For multiple-engine installations, the V-8 models mount on 26-inch centers. Pfeifer says meeting this specification was a priority from the start of the project. The Pro XS models are available in 20- and 25-inch shaft lengths. The 200- and 300-hp FourStrokes come with 20- or 25-inch shafts, while the 225- and 250-hp FourStrokes can be had in 20-, 25- and 30-inch shafts. Owners can get the 175-hp V-6 in 20- or 25-inch shafts. SeaPros come with gear cases that were validated at three times the lifespan of a recreational gear case.

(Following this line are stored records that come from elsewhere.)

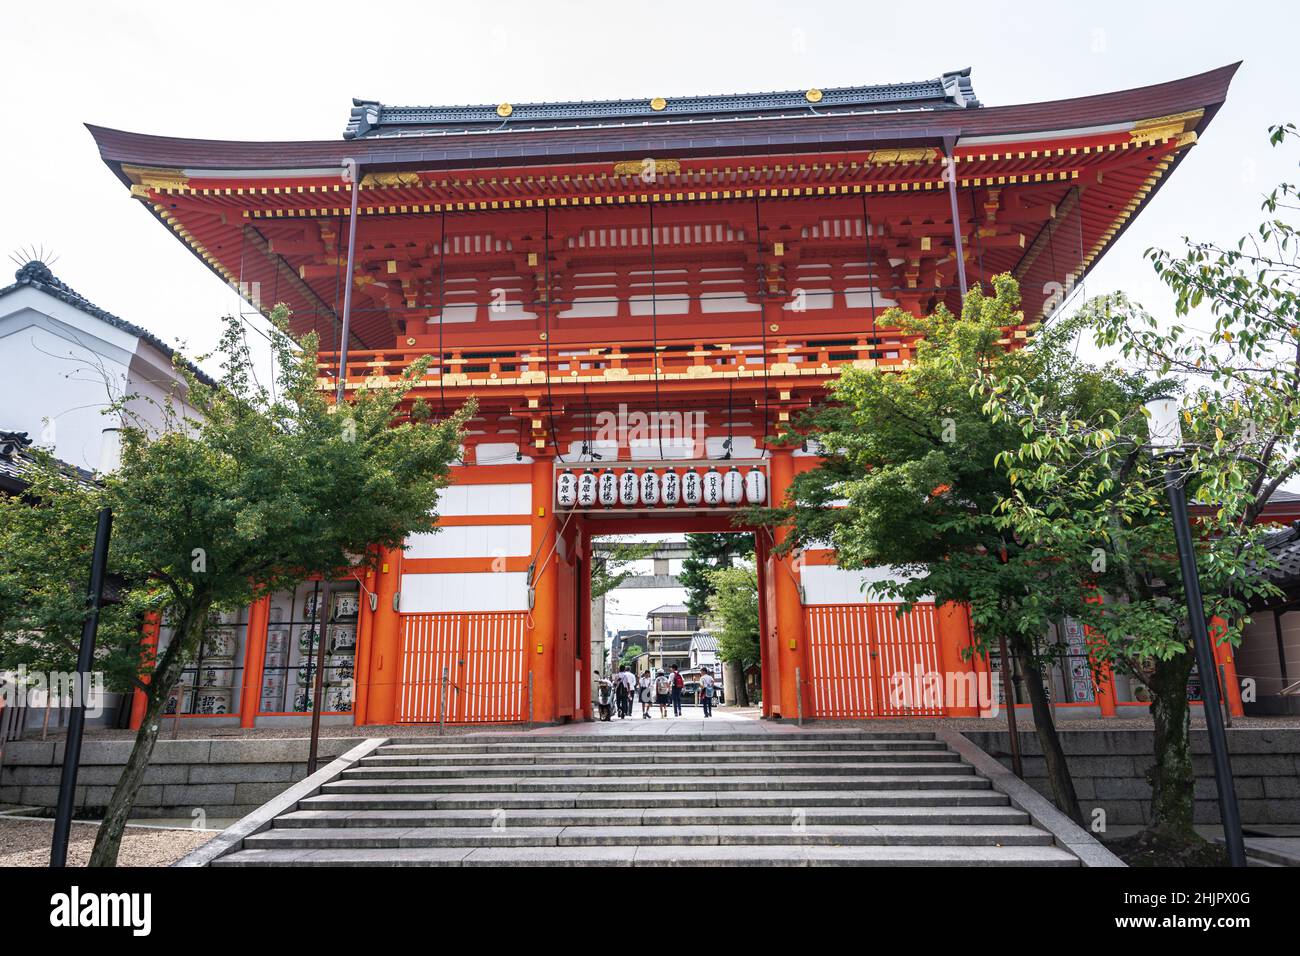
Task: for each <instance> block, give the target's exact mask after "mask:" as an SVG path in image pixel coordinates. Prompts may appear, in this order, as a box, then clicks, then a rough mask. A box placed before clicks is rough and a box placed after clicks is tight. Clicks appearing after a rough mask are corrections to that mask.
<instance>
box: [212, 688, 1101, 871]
mask: <svg viewBox="0 0 1300 956" xmlns="http://www.w3.org/2000/svg"><path fill="white" fill-rule="evenodd" d="M723 710H724V709H719V714H718V717H715V718H712V719H705V718H703V717H682V718H669V719H659V718H654V719H651V721H643V719H641V717H640V714H638V715H636V717H633V718H629V719H625V721H619V719H615V721H612V722H608V723H575V724H564V726H552V727H538V728H536V730H533V731H525V732H507V734H502V732H490V734H476V735H468V736H441V737H438V736H429V737H402V739H400V740H396V739H394V740H387V741H381V740H374V741H368V743H367V744H365V745H361V747H357V748H356V754H355V756H354V757H351V758H348V757H344V758H341V760H339V761H337V762H335V765H331V766H333V767H334V769H333V770H331V771H330V773H322V775H321V777H320V778H318V779H315V780H312V782H308V783H307V786H305V787H303V788H302V790H299V791H294V792H290V793H287V795H285V799H282V800H279V801H278V803H277V801H273V804H268V808H264V809H265V810H268V812H266V813H265V814H264V816H263V817H261V818H260V819H259V818H256V814H253V817H251V818H246V821H242V822H240V825H237V827H234V829H231V831H229V835H227V838H226V847H227V848H229V851H230V852H225V851H212V852H209V855H208V856H205V857H204V858H203V860H201V861H196V862H191V864H190V865H201V864H203V862H208V861H211V862H212V865H217V866H257V865H278V866H313V865H322V866H330V865H409V866H448V865H450V866H529V865H541V866H551V865H576V866H608V865H616V866H632V865H637V866H646V865H650V866H669V865H715V866H744V865H771V866H810V865H818V866H820V865H867V866H892V865H979V866H1004V865H1021V866H1024V865H1030V866H1078V865H1079V864H1080V858H1079V857H1078V856H1076V855H1075V853H1074V852H1071V849H1069V848H1066V845H1062V844H1061V842H1060V840H1057V839H1054V836H1053V834H1052V832H1048V831H1047V830H1044V829H1041V827H1039V826H1036V825H1035V822H1034V819H1032V818H1031V817H1030V814H1028V813H1026V812H1024V810H1022V809H1019V808H1018V806H1015V805H1013V804H1011V801H1010V800H1009V799H1008V796H1006V795H1005V793H1004V792H1000V791H998V790H995V788H993V786H992V784H991V782H989V779H988V778H985V777H984V775H983V774H982V773H979V771H976V769H975V767H974V766H972V765H971V763H970V762H967V761H966V760H965V758H963V757H962V756H961V754H959V753H958V752H956V750H954V749H952V748H950V747H949V745H948V744H946V743H945V740H943V739H937V737H936V735H935V734H933V732H924V731H905V732H868V731H863V730H852V728H850V730H845V728H835V727H826V728H819V727H813V726H809V727H803V728H800V727H798V726H797V724H796V722H780V721H757V719H751V718H748V717H744V715H742V714H741V713H738V711H733V713H735V717H732V718H731V719H728V718H724V717H723ZM220 839H221V838H218V840H220ZM217 852H221V853H222V855H221V856H217V857H216V858H212V857H213V856H214V855H216V853H217Z"/></svg>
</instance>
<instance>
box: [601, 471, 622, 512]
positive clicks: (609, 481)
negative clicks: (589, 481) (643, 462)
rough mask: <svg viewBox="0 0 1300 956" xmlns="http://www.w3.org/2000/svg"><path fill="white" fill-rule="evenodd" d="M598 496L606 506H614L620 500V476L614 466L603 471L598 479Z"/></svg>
mask: <svg viewBox="0 0 1300 956" xmlns="http://www.w3.org/2000/svg"><path fill="white" fill-rule="evenodd" d="M597 498H599V501H601V503H602V505H603V506H604V507H614V506H615V505H616V503H617V502H619V476H617V475H615V473H614V470H612V468H606V470H604V471H602V472H601V479H599V481H597Z"/></svg>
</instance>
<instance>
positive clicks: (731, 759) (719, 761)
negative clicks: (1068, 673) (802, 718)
mask: <svg viewBox="0 0 1300 956" xmlns="http://www.w3.org/2000/svg"><path fill="white" fill-rule="evenodd" d="M675 757H676V758H679V760H680V761H681V762H682V763H685V765H688V766H698V765H701V763H762V762H781V763H819V762H828V763H836V762H852V761H915V760H933V761H959V760H961V757H959V756H958V754H957V753H954V752H952V750H948V749H943V748H935V749H928V750H914V749H906V750H902V749H885V750H862V749H853V750H842V752H827V750H785V752H772V750H728V752H712V750H706V752H701V750H699V749H698V748H695V749H690V750H682V753H681V754H672V753H664V752H662V750H625V752H620V750H615V752H604V750H599V752H590V753H588V752H580V753H487V754H478V753H446V754H443V753H438V754H430V753H400V754H380V756H377V757H363V758H361V761H360V763H361V766H367V767H439V766H498V765H506V766H508V765H528V766H538V765H549V763H571V765H576V763H582V765H589V763H611V765H620V763H633V765H634V763H649V762H655V763H667V765H671V763H672V762H673V760H675Z"/></svg>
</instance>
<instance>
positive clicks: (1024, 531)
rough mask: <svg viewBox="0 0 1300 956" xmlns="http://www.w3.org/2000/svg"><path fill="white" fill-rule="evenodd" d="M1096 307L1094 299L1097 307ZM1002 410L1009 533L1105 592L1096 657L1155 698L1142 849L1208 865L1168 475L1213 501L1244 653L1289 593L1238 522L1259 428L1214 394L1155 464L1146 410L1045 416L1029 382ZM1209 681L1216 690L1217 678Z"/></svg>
mask: <svg viewBox="0 0 1300 956" xmlns="http://www.w3.org/2000/svg"><path fill="white" fill-rule="evenodd" d="M1095 307H1096V303H1089V311H1091V310H1092V308H1095ZM989 405H991V410H992V411H993V414H995V416H997V418H1002V416H1004V415H1005V416H1006V419H1008V420H1013V421H1015V424H1018V425H1021V427H1022V429H1023V431H1024V433H1026V436H1027V438H1026V441H1024V444H1023V445H1022V446H1021V447H1019V449H1017V450H1014V451H1010V453H1006V454H1004V455H1002V458H1001V464H1002V466H1004V467H1005V470H1006V475H1008V477H1009V480H1010V481H1011V484H1013V485H1014V488H1013V490H1011V493H1010V494H1009V496H1008V497H1006V499H1005V501H1004V502H1002V506H1001V512H1002V519H1004V520H1002V527H1004V528H1005V531H1006V532H1008V535H1010V536H1014V537H1015V538H1017V540H1019V541H1021V542H1022V544H1023V545H1024V546H1026V548H1031V549H1034V550H1036V551H1039V553H1041V554H1044V555H1048V557H1049V559H1050V562H1052V563H1053V567H1054V572H1056V574H1060V575H1061V576H1062V578H1066V579H1076V580H1084V581H1088V583H1089V584H1091V585H1092V588H1093V594H1095V596H1096V598H1099V600H1097V601H1096V602H1092V604H1086V605H1084V606H1083V607H1080V609H1078V610H1076V617H1079V618H1080V619H1082V622H1083V623H1084V624H1087V626H1088V627H1089V628H1091V630H1092V632H1093V635H1095V636H1096V637H1097V640H1096V641H1095V645H1093V646H1095V654H1096V657H1097V659H1099V661H1101V662H1105V663H1109V665H1110V666H1113V667H1114V670H1115V671H1117V672H1121V674H1127V675H1130V676H1131V678H1132V679H1135V680H1138V682H1140V683H1143V684H1145V685H1147V687H1148V689H1149V691H1151V695H1152V704H1151V714H1152V719H1153V723H1154V734H1153V754H1154V763H1153V766H1152V769H1151V773H1149V774H1148V777H1149V780H1151V784H1152V818H1151V822H1149V823H1148V826H1147V827H1145V830H1144V831H1143V834H1141V835H1140V838H1139V840H1138V847H1139V848H1141V849H1149V851H1156V852H1157V853H1158V855H1160V857H1161V858H1162V860H1165V861H1173V860H1179V858H1183V860H1186V861H1187V862H1197V861H1200V860H1204V857H1201V856H1199V852H1200V851H1203V849H1204V848H1205V844H1204V840H1201V838H1200V836H1199V835H1197V834H1196V831H1195V830H1193V829H1192V825H1193V816H1192V809H1193V800H1192V787H1193V783H1195V774H1193V767H1192V753H1191V741H1190V732H1191V708H1190V706H1188V700H1187V696H1188V695H1187V689H1188V679H1190V676H1191V672H1192V666H1193V663H1195V659H1193V653H1195V652H1193V648H1192V643H1191V636H1190V631H1188V620H1187V604H1186V593H1184V591H1183V581H1182V574H1180V570H1179V566H1178V549H1177V544H1175V540H1174V524H1173V519H1171V515H1170V510H1169V505H1167V499H1166V494H1165V481H1166V476H1165V470H1166V467H1169V466H1173V467H1174V468H1175V475H1177V479H1178V480H1179V481H1182V483H1183V484H1184V485H1186V486H1187V493H1188V497H1190V498H1191V499H1192V501H1199V502H1201V503H1203V505H1204V507H1203V509H1200V514H1199V515H1197V520H1196V532H1197V535H1196V563H1197V570H1199V575H1200V580H1201V588H1203V592H1204V611H1205V615H1206V618H1208V619H1209V618H1213V617H1219V618H1222V619H1223V620H1226V622H1227V628H1226V632H1225V633H1223V635H1222V636H1221V640H1226V641H1231V643H1236V641H1238V640H1239V637H1240V631H1242V624H1243V622H1245V620H1248V617H1247V609H1248V605H1249V602H1251V601H1252V600H1256V598H1260V597H1266V596H1269V594H1273V593H1277V588H1275V587H1274V585H1271V584H1270V583H1268V580H1266V579H1265V578H1262V576H1261V575H1260V574H1258V571H1260V570H1261V568H1265V567H1269V566H1270V564H1271V563H1273V562H1271V558H1270V557H1269V554H1268V551H1266V550H1265V549H1264V546H1262V538H1264V537H1265V536H1266V535H1268V533H1269V529H1268V528H1265V527H1258V525H1253V524H1245V525H1242V524H1240V523H1239V515H1240V514H1242V512H1243V511H1244V510H1247V509H1248V507H1249V502H1251V501H1252V498H1253V494H1252V490H1251V485H1252V484H1253V483H1252V480H1251V471H1252V468H1251V466H1243V459H1242V457H1240V455H1239V451H1240V447H1239V446H1236V447H1234V445H1235V442H1231V440H1230V438H1229V436H1230V434H1238V436H1240V434H1243V432H1244V431H1247V429H1248V425H1249V423H1248V420H1243V419H1242V418H1240V414H1239V412H1238V411H1235V410H1234V406H1232V403H1231V402H1223V401H1222V399H1221V398H1219V399H1214V401H1212V399H1210V398H1209V397H1201V401H1193V402H1192V403H1191V405H1190V407H1188V410H1187V412H1186V419H1187V428H1186V433H1187V437H1188V440H1190V441H1191V445H1192V449H1193V450H1192V451H1191V454H1188V455H1187V457H1184V458H1179V459H1177V460H1174V462H1169V460H1164V459H1158V458H1156V457H1154V455H1153V454H1152V449H1151V447H1149V444H1148V437H1147V419H1145V414H1144V410H1143V407H1141V405H1140V403H1139V402H1136V401H1135V402H1132V403H1130V405H1127V406H1118V407H1115V408H1108V410H1104V411H1101V412H1099V414H1096V415H1093V416H1091V418H1083V419H1075V418H1069V416H1058V415H1053V414H1047V412H1044V410H1043V407H1041V406H1040V405H1039V401H1037V395H1035V394H1034V393H1032V392H1031V390H1027V389H1026V388H1024V386H1023V382H1019V381H1009V382H1002V384H1000V385H998V386H997V389H996V395H995V398H993V399H991V403H989ZM1008 410H1014V411H1008ZM1200 678H1201V682H1203V683H1204V684H1208V685H1213V683H1214V682H1216V680H1217V679H1218V675H1216V674H1203V675H1200Z"/></svg>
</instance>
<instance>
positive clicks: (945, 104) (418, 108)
mask: <svg viewBox="0 0 1300 956" xmlns="http://www.w3.org/2000/svg"><path fill="white" fill-rule="evenodd" d="M970 74H971V72H970V68H969V66H967V68H966V69H963V70H953V72H950V73H944V74H943V75H940V77H936V78H933V79H922V81H913V82H906V83H879V85H874V86H846V87H835V88H827V90H788V91H781V92H749V94H722V95H705V96H672V98H668V99H663V98H658V96H655V98H643V99H621V100H584V101H568V103H517V104H504V103H503V104H491V105H467V107H459V105H458V107H390V105H385V104H383V103H380V101H378V100H364V99H354V100H352V112H351V116H350V117H348V121H347V127H346V129H344V130H343V138H344V139H374V138H378V137H403V135H437V134H439V133H465V131H471V130H484V129H495V130H500V131H506V130H512V129H520V127H532V129H536V127H538V126H556V125H563V126H594V125H604V124H619V122H668V121H672V120H715V118H720V117H729V118H731V117H741V116H764V117H776V116H819V114H826V113H840V112H862V111H870V112H880V111H887V112H893V111H902V109H969V108H974V107H979V105H982V104H980V101H979V100H978V99H975V92H974V90H972V88H971V75H970Z"/></svg>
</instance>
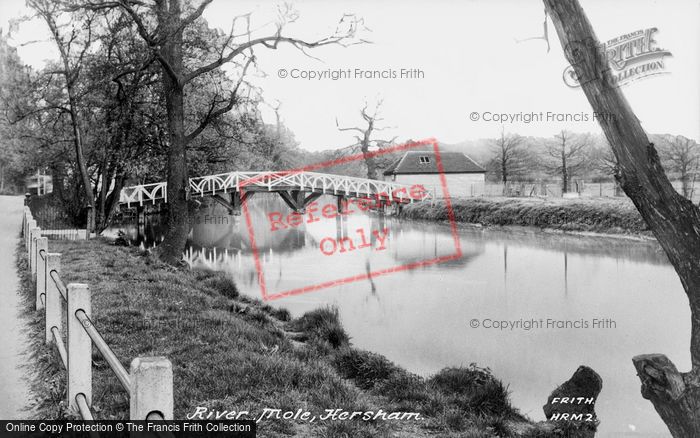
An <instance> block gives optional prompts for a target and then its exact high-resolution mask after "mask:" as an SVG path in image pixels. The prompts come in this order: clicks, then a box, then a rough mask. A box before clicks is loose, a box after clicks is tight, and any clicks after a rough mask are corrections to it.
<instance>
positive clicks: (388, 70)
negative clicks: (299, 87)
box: [277, 67, 425, 81]
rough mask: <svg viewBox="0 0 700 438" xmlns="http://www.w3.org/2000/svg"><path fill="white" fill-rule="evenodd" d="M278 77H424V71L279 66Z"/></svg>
mask: <svg viewBox="0 0 700 438" xmlns="http://www.w3.org/2000/svg"><path fill="white" fill-rule="evenodd" d="M277 77H278V78H280V79H301V80H306V81H340V80H367V79H375V80H376V79H379V80H382V79H425V71H424V70H423V69H420V68H416V67H406V68H383V69H371V68H350V67H347V68H327V69H324V70H316V69H305V68H289V69H287V68H280V69H279V70H277Z"/></svg>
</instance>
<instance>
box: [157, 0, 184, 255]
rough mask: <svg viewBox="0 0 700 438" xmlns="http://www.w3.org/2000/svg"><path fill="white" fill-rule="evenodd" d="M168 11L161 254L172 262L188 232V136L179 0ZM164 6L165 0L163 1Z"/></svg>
mask: <svg viewBox="0 0 700 438" xmlns="http://www.w3.org/2000/svg"><path fill="white" fill-rule="evenodd" d="M169 3H170V5H169V11H167V12H166V11H161V13H160V14H159V17H160V19H161V23H160V25H161V26H163V28H164V29H165V31H164V33H165V34H166V35H172V37H170V38H168V39H167V40H166V41H165V43H164V44H163V46H162V49H161V54H162V56H163V58H164V59H165V61H166V62H167V63H168V65H169V67H170V71H168V69H165V68H164V69H163V70H164V71H163V75H162V77H163V92H164V93H165V105H166V110H167V115H168V141H169V143H170V144H169V147H168V163H167V172H168V178H167V181H168V189H167V197H168V216H167V221H166V231H165V238H164V240H163V243H162V244H161V245H160V257H161V258H162V259H163V260H164V261H166V262H168V263H171V264H176V263H178V262H179V261H180V260H181V259H182V252H183V251H184V250H185V244H186V243H187V234H188V233H189V211H188V206H187V192H186V190H187V186H188V182H189V181H188V177H187V154H186V150H187V136H186V135H185V109H184V108H185V101H184V97H185V93H184V84H183V81H182V73H183V71H184V64H183V54H182V28H181V27H180V16H181V10H180V0H171V1H170V2H169ZM162 5H163V6H161V7H163V8H165V2H163V3H162Z"/></svg>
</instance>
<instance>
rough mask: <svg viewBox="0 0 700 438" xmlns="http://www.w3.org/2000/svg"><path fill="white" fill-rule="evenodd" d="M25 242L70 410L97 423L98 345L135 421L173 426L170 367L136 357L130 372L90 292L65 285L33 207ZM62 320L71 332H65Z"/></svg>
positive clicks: (130, 413)
mask: <svg viewBox="0 0 700 438" xmlns="http://www.w3.org/2000/svg"><path fill="white" fill-rule="evenodd" d="M22 236H23V238H24V245H25V247H26V249H27V256H28V260H29V269H30V272H31V275H32V279H33V280H35V283H36V310H37V311H43V312H44V315H45V337H46V343H47V344H53V345H55V346H56V349H57V350H58V353H59V355H60V356H61V361H62V362H63V366H64V367H65V368H66V370H67V372H68V384H67V391H66V394H67V400H66V402H67V404H68V407H69V409H72V410H74V411H75V412H78V413H79V414H80V416H81V417H82V418H83V419H84V420H93V419H94V417H93V414H92V410H91V406H92V347H93V345H94V346H95V348H97V350H98V351H99V352H100V354H101V355H102V357H104V358H105V360H106V361H107V363H108V364H109V366H110V368H111V369H112V371H113V372H114V373H115V374H116V376H117V379H118V380H119V382H120V383H121V385H122V387H124V389H125V390H126V392H127V393H128V394H129V406H130V408H129V411H130V412H129V418H130V419H131V420H172V419H173V371H172V364H171V363H170V361H169V360H168V359H167V358H165V357H137V358H135V359H134V360H133V361H131V367H130V370H129V371H128V372H127V370H126V369H125V368H124V366H123V365H122V363H121V362H120V361H119V359H118V358H117V357H116V355H115V354H114V352H113V351H112V349H111V348H110V347H109V345H107V343H106V342H105V340H104V339H103V338H102V335H101V334H100V332H99V331H98V330H97V327H95V325H94V323H93V321H92V319H91V315H92V305H91V295H90V288H89V287H88V285H87V284H81V283H68V285H65V284H64V282H63V280H62V279H61V275H60V271H61V254H58V253H51V252H49V248H48V243H49V241H48V238H47V237H45V236H43V235H42V230H41V228H39V227H37V222H36V220H34V218H33V216H32V212H31V210H30V208H29V206H25V207H24V214H23V216H22ZM64 303H65V305H64ZM64 306H65V307H64ZM64 308H65V310H64ZM64 315H65V321H66V325H67V327H63V321H64ZM64 333H65V339H66V341H65V342H64Z"/></svg>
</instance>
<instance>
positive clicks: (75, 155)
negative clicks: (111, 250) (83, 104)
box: [66, 61, 95, 232]
mask: <svg viewBox="0 0 700 438" xmlns="http://www.w3.org/2000/svg"><path fill="white" fill-rule="evenodd" d="M66 69H68V63H67V61H66ZM67 71H69V70H67ZM66 89H67V91H68V102H69V110H70V119H71V125H72V128H73V145H74V146H75V157H76V163H77V165H78V171H79V172H80V178H81V180H82V183H83V187H84V188H85V199H86V202H87V206H88V217H87V229H88V231H89V232H93V231H94V230H95V197H94V196H93V193H92V184H91V183H90V175H88V173H87V165H86V164H85V156H84V154H83V136H82V132H81V128H80V119H79V116H78V109H77V104H76V102H75V96H74V90H73V84H72V79H71V78H70V77H69V76H68V73H66Z"/></svg>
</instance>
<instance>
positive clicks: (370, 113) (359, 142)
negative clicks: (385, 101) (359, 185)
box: [335, 100, 396, 179]
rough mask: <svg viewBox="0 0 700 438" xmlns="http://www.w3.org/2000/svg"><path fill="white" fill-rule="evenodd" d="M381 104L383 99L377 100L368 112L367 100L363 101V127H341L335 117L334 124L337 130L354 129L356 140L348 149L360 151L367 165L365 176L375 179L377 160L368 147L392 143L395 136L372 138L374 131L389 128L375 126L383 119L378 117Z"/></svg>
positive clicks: (381, 147)
mask: <svg viewBox="0 0 700 438" xmlns="http://www.w3.org/2000/svg"><path fill="white" fill-rule="evenodd" d="M382 104H383V101H381V100H380V101H378V102H377V104H376V105H375V107H374V110H373V111H372V112H371V113H370V112H369V111H368V110H367V107H368V104H367V102H365V105H364V106H363V107H362V110H361V111H360V115H361V116H362V120H364V123H366V125H365V126H364V127H351V128H341V127H340V125H339V124H338V119H337V118H336V119H335V125H336V126H337V127H338V130H339V131H354V132H357V133H358V134H357V135H355V140H356V141H357V142H356V143H355V144H353V145H350V146H349V149H350V150H356V149H359V150H360V152H362V156H363V158H364V160H365V165H366V166H367V178H369V179H377V162H376V160H375V157H374V156H373V155H372V154H370V148H375V149H380V148H382V147H385V146H387V145H390V144H392V143H393V142H394V141H395V140H396V137H394V138H392V139H391V140H380V139H373V138H372V134H374V133H375V132H377V131H383V130H385V129H389V128H390V127H388V126H384V127H379V126H377V123H378V122H382V121H384V119H383V118H381V117H380V113H381V107H382Z"/></svg>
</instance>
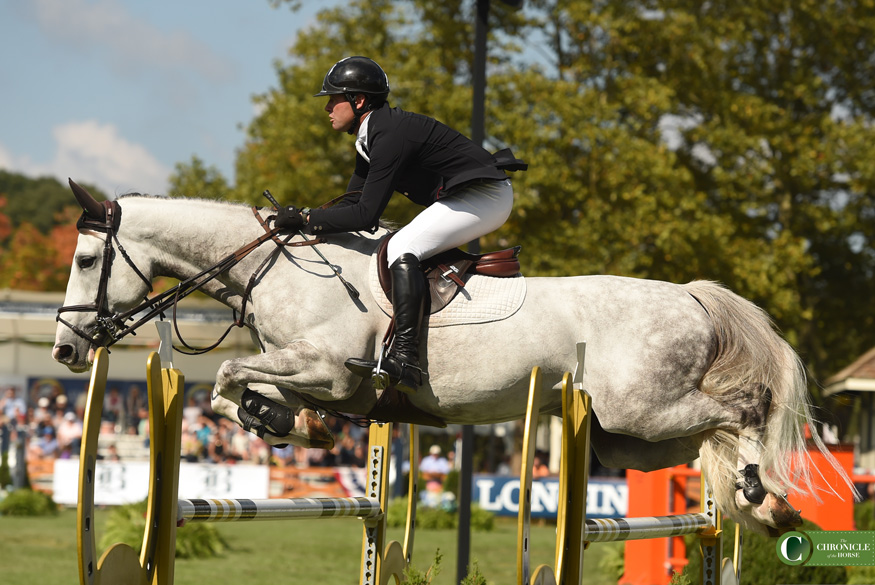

Mercury also considered corrosion resistance on the new motors. A 49,000-square-foot electro-deposition paint plant that opened in 2017 has doubled Mercury’s processing capabilities. More than 95 percent of all parts go through the EDP system.
Taking a look at retail pricing, the 250 Verado starts at $23,540, while the 250 FourStroke is $21,790. The 250 Pro XS has a sticker price of $21,450. Step up 50 hp and the 300 FourStroke is $23,570, while the 300 Verado is $25,450 and the 300 Pro XS retails for $24,965. In the SeaPro series, the 250 is $22,070 and the 300 is $23,845.
The new motors replace the 2.5L and 3.0L OptiMax, L4 Verado and L6 Verado models in the same horsepower ratings.
Because Mercury is seen as the high-performance company, some people have asked when the manufacturer is going to come out with a bigger motor than the Verado 400R. The company is keeping the 350- and 400-hp supercharged Verado models, but the boys in black aren’t saying anything beyond that. The 350-hp Verado will remain in the Mercury Marine portfolio while the Verado 400R will be a Mercury Racing product.